Last fall, Urban Institute received funding from the Alfred P. Sloan Foundation to link administrative data on housing with Census Bureau data and make them publicly available to the broader research community. Alanna McCargo, co-director of the Housing Finance Policy Center and principal investigator on the grant said, “our goal for this project was to expand the access, functionality, and availability of research data.”
At the core of the project is the Home Mortgage Disclosure Act (HMDA) data. For more than 40 years, the government has required financial institutions to publicly release all mortgage data, including details about each loan, property, and borrower. In 2015, almost 7,000 institutions released 14.3 million records, making HMDA an invaluable administrative dataset on housing and home ownership.

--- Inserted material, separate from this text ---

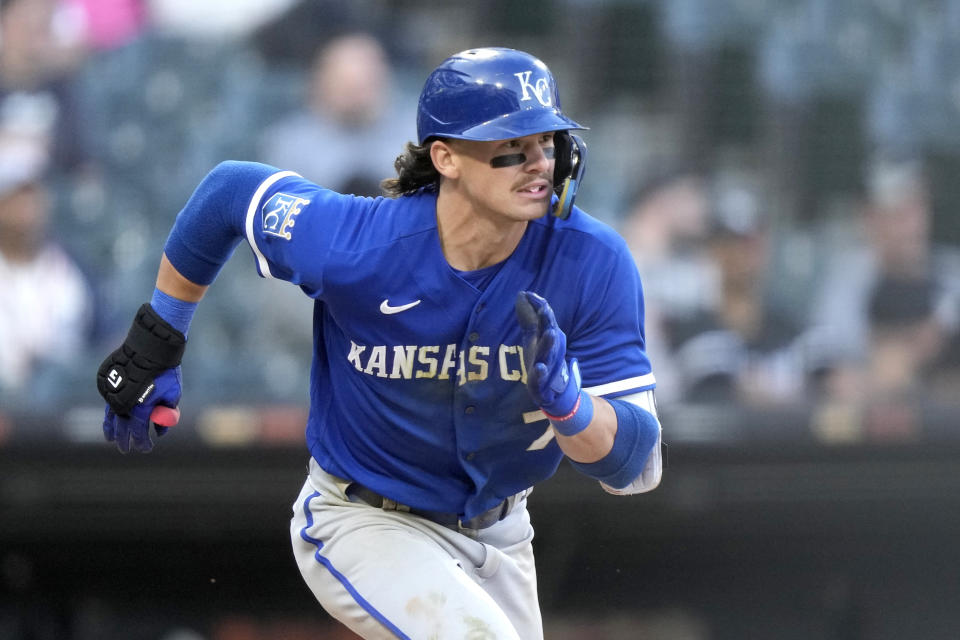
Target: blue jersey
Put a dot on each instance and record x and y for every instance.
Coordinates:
(418, 383)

Despite containing enormous troves of data, HMDA is even more powerful when used in conjunction with the Census Bureau’s American Community Survey (ACS), which includes key social, demographic, and economic variables on American people and communities. However, researchers wanting to leverage HMDA data would often spend a lot of time on processing the data and linking it to other data sources. If their efforts are not documented properly, other researchers would have to repeat the same process again in the future.
“We saw this as an amazing opportunity for us to figure out ways to simplify not only how the data is organized but also the time it takes to manipulate it,” McCargo said.

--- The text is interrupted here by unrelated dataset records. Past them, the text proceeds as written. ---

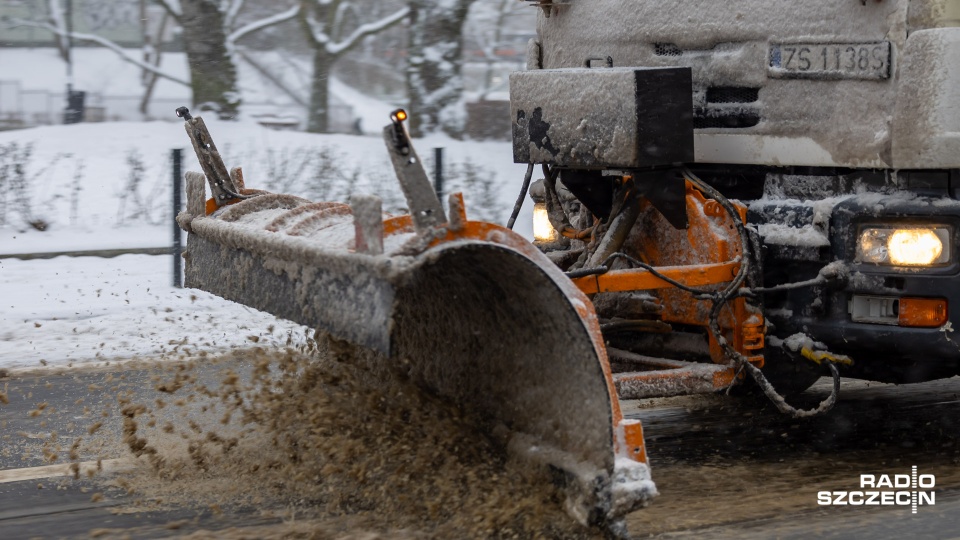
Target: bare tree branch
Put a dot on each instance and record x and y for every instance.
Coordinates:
(261, 24)
(172, 7)
(365, 30)
(230, 14)
(105, 43)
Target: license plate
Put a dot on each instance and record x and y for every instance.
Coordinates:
(830, 60)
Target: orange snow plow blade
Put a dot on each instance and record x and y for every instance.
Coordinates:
(468, 310)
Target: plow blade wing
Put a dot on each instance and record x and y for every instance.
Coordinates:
(468, 310)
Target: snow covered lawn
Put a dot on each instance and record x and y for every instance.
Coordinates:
(108, 186)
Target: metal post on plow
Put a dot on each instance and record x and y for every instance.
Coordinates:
(177, 250)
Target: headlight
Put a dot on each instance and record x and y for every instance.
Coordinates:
(904, 246)
(543, 231)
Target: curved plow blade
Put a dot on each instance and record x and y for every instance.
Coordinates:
(469, 310)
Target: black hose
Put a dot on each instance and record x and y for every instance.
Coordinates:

Standardizing Geographic Variables
A major challenge that the team faced in linking HMDA and ACS data is harmonizing the different geographic variables from the two datasets. “There are a lot of administrative data that have geographical boundary definitions that are inconsistent, especially as you look at historical data. One of the key things that we really focused on was how we can link data across geographical areas and across time,” McCargo said.
Ultimately, the team created linked HMDA and ACS datasets aggregated at five geographic levels ranging from the census tract level all the way up to the state level. Along with the data, they also published a comprehensive data dictionary. The final product from this project will enable researchers to skip over the arduous process of creating crosswalks to relate the data across geographies and jump directly into analyzing the refined data.
Expanding Research Uses
Researchers at Urban Institute and around the country are already using the linked dataset to answer important research questions on housing and communities. For example, McCargo and her team wanted to understand why black homeownership rates have declined significantly in recent decades. Using the dataset, the team was able to quickly hone in on trends by age, location, and other key variables. “Now that these two data sets have been merged and made easily accessible, we have been able to quickly pull data on a variety of issues in response to questions from reporters, consumer advocates, the public and other researchers.” McCargo said. "Notably, the Sloan ADRF database allows us to quickly provide detailed data on homeownership by race and bring precision to recent conversations about black homeownership.”
More recently, Urban Institute’s Housing Finance Policy Center cited the project in a report that visualizes the impact of Hurricane Harvey on Houston’s neighborhoods.
Building Cloud Architecture
Urban Institute also used the Sloan funding to build a prototype for researchers to easily access the datasets. The result is Spark for Social Science: an open-source, cloud-based platform supporting analysis in R and Python programming languages. The tool is undergoing final stages of user testing and feedback from other researchers.
Although this project centered on linking administrative data in housing research, McCargo believes that the approach and lessons learned from this project can be applied to making other sources of administrative data, across disciplines, more accessible as well.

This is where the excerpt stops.